I picked up Winning by Losing at the library the other day, and quickly read almost all of it on the same day.  I will admit that I love Jillian, I love watching her on The Biggest Loser and I have a few of her workout videos, she basically kicks some serious butt.  Would it be lame to even say that I want to look like her?  It's not really even that, but I want to be the best I can be, and I know that if I work hard I can also get rid of the weight and also get super toned like her.  It is just a goal, and those are good right?!  Anyway, I like the book.  She obviously gets good results with the people on The Biggest Loser so I figure she knows what she's talking about. 

I realized that I needed a heart rate monitor, so I got one - blue of course :)  I need to maximize my workouts so that I'm not just spinning my wheels.  I tried it out last night and I'm already in love.  I'm a sucker for new toys though!

I need to focus more on the math of losing weight, i.e. calories eaten vs. calories burned.  So I'm going to quit Weight Watchers.  It isn't really doing me much good to earn a bunch of activity points and then eat every single one of them.  I need to make sure I'm also maximizing my nutrition so that I can work as hard as I can and get the most results possible for me.

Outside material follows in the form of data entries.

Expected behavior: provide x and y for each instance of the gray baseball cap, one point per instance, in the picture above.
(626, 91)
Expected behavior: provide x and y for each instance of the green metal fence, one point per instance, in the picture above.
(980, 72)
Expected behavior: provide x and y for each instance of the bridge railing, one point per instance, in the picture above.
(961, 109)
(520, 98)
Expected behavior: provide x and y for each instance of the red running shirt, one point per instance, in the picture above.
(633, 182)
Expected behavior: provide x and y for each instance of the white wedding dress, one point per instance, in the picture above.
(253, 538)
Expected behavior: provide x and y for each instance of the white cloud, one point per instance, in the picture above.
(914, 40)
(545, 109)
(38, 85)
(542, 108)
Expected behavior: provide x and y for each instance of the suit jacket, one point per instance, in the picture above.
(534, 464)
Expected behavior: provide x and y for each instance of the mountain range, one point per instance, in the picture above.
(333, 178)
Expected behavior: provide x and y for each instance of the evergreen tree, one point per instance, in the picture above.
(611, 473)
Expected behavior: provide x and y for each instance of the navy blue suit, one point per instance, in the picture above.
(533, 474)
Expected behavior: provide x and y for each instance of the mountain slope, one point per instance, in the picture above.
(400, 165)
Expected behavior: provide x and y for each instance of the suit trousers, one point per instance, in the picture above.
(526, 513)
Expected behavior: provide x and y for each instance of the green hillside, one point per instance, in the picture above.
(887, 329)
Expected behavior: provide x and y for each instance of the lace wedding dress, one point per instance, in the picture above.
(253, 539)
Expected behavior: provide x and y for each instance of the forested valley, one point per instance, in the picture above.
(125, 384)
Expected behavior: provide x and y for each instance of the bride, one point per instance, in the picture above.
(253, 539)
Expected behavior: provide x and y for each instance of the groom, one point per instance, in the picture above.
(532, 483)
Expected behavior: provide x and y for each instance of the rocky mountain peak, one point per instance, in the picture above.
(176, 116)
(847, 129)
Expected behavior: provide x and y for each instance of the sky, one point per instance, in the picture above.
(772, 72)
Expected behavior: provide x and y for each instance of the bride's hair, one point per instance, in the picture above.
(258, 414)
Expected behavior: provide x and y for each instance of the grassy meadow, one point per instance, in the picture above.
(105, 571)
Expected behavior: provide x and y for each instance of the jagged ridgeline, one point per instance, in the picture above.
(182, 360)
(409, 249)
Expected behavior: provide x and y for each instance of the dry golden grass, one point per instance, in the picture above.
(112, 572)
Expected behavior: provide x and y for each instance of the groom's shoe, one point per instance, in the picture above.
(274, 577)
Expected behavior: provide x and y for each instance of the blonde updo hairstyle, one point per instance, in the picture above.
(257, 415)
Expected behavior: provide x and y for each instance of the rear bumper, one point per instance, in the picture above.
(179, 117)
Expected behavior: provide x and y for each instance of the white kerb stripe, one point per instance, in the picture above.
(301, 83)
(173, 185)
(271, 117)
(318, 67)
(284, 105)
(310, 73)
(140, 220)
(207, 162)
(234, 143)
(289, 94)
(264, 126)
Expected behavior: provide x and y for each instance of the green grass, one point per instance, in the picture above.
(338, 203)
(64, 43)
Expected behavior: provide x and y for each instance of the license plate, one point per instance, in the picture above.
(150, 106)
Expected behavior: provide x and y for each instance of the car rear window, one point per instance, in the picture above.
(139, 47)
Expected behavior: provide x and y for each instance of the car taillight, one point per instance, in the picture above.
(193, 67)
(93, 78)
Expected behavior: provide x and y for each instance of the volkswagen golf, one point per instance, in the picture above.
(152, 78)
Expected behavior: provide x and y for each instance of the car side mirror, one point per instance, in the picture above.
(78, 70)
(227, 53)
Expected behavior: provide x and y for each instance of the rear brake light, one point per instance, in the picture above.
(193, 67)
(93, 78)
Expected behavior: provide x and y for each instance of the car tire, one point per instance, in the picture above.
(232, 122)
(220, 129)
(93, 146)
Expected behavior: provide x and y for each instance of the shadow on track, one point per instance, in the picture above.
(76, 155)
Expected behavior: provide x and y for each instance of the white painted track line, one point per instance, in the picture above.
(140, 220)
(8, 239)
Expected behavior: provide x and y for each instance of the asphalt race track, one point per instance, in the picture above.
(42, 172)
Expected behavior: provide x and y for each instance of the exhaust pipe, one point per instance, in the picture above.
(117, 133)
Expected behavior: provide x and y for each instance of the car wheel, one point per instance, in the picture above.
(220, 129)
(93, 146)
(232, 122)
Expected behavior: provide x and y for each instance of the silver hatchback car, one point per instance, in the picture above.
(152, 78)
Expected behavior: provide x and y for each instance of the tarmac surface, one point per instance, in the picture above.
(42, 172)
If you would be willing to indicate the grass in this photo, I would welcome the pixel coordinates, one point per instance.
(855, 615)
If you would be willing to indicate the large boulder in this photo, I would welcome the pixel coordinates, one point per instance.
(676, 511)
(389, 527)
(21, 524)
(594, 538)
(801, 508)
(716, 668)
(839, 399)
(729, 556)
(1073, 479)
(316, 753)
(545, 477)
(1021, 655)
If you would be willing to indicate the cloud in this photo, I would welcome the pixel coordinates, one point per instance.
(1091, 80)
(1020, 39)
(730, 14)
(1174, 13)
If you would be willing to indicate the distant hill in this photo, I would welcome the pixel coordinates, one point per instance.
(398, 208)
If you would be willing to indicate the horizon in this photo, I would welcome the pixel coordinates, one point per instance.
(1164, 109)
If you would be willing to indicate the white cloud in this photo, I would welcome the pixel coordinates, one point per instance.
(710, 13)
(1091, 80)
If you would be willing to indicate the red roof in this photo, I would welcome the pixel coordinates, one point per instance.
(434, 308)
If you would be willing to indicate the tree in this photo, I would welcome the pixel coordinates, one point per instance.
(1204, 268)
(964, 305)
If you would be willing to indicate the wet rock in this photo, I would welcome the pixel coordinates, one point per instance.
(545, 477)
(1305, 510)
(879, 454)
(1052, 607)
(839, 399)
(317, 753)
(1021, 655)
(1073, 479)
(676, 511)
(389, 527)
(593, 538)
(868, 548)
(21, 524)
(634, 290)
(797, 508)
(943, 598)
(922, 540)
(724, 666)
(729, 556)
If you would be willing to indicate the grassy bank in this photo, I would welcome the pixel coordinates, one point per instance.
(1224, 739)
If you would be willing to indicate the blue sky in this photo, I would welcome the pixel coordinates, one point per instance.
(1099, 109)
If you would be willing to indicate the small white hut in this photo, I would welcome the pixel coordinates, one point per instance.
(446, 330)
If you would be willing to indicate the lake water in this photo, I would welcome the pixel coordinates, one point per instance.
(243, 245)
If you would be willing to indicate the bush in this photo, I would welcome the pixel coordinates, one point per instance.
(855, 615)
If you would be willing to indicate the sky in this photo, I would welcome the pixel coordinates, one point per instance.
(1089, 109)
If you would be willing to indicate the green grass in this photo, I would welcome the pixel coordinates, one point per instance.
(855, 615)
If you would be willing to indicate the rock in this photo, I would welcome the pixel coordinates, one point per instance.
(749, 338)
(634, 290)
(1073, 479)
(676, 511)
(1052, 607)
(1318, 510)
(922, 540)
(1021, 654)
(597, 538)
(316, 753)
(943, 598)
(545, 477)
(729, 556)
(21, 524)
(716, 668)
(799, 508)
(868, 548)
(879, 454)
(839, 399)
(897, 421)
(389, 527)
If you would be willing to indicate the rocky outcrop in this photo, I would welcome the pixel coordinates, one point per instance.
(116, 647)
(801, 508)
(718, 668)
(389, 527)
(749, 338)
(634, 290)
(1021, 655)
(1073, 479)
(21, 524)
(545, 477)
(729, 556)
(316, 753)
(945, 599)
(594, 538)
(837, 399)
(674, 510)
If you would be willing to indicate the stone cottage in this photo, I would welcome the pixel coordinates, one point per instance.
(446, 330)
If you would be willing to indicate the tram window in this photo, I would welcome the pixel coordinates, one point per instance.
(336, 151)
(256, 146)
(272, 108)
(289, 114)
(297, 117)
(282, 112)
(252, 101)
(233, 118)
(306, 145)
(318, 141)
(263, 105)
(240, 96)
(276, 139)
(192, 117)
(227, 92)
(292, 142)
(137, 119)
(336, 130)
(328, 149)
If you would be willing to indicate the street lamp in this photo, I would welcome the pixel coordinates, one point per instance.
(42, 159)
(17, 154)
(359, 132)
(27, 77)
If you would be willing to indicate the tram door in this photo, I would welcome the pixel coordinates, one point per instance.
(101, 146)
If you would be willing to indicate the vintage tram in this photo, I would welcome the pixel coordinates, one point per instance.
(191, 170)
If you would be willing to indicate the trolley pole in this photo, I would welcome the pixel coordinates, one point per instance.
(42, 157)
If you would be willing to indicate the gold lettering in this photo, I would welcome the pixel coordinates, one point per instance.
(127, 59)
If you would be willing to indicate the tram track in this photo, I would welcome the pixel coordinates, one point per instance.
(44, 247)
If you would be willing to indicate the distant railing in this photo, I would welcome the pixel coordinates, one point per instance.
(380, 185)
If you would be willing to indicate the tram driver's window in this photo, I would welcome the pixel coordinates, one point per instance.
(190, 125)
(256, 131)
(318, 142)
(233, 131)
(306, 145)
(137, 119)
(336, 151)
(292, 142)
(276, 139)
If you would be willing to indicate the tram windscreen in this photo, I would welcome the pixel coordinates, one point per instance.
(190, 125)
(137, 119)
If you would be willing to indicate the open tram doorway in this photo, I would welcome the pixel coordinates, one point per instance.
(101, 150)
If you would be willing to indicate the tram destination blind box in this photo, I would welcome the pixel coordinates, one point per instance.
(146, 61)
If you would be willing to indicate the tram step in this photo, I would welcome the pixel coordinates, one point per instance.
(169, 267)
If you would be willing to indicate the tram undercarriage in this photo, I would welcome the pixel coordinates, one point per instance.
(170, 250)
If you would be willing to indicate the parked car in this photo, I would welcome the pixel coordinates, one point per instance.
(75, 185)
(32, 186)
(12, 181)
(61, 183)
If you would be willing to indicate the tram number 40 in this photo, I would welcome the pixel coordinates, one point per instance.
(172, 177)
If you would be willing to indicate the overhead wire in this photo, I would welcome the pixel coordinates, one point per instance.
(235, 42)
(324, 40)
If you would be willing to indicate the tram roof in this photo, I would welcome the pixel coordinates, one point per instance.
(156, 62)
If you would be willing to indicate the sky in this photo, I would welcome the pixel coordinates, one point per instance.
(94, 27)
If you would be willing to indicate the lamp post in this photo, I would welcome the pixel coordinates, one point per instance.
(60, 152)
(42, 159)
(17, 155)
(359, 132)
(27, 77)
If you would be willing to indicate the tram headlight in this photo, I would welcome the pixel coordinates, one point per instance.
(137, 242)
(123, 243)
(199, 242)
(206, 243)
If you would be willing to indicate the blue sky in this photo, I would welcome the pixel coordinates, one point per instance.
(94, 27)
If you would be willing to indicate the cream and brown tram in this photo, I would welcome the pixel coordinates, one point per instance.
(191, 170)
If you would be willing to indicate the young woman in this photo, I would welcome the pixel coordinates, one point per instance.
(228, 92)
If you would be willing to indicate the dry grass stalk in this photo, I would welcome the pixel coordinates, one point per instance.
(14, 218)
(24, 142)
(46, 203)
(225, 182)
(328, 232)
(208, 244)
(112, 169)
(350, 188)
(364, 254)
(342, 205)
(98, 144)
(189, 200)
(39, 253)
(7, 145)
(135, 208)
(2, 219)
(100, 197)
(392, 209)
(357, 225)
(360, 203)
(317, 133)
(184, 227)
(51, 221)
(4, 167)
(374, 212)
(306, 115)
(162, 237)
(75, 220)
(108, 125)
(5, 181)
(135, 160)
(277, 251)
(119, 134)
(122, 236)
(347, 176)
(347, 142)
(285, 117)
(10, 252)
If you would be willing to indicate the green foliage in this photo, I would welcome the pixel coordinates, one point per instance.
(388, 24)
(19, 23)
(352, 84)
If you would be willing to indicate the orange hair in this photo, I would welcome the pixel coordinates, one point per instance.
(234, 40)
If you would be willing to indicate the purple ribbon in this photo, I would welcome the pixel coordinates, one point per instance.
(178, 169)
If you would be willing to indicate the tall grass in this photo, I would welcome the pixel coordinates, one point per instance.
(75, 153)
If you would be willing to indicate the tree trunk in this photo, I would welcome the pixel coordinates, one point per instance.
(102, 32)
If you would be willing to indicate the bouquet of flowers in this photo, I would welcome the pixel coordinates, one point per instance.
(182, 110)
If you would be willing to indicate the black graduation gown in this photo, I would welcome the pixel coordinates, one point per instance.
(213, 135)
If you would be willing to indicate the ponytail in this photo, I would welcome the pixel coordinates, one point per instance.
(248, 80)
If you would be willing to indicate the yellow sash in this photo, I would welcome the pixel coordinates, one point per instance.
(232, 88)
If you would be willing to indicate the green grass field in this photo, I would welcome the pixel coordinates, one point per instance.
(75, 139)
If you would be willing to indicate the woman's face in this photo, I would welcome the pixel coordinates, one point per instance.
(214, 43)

I also need to work on myself.  How I see myself, how I talk to myself, how I value myself, and on and on.  I truly am my very own worst enemy, really.  I could be doing something perfectly, but I would still be able to find some fault in it just for the fact that it was something that I was doing.  Lame right?  It is something I've done for a long time, and I say I've been working on it for a long time, but I know I just need to let it go.  Let it go, move on, and be a new me.  And I know it's no revelation, but if I put my mind to it I can achieve anything I want to.  So I need to get my mind there, and I will.'

In other stuff, I rejoined Sparkpeople, mostly for the community interaction - even though I'm only in one group so far - lol.  I was in another group before, but it seems to have dissolved.  If anything it should be interesting and I should get something out of being there and reading and posting.  I just don't really want to feel alone in this, and I think SP might help that.

Still doing good with the eating and working out (mostly), though I need to re-think how I'm going to eat and work out and that is my goal today.  I did 55 minutes yesterday  for a monthly total of 2510.

March 24, 2008

Monday recap

Just going to update my minutes, though I did well with eating today.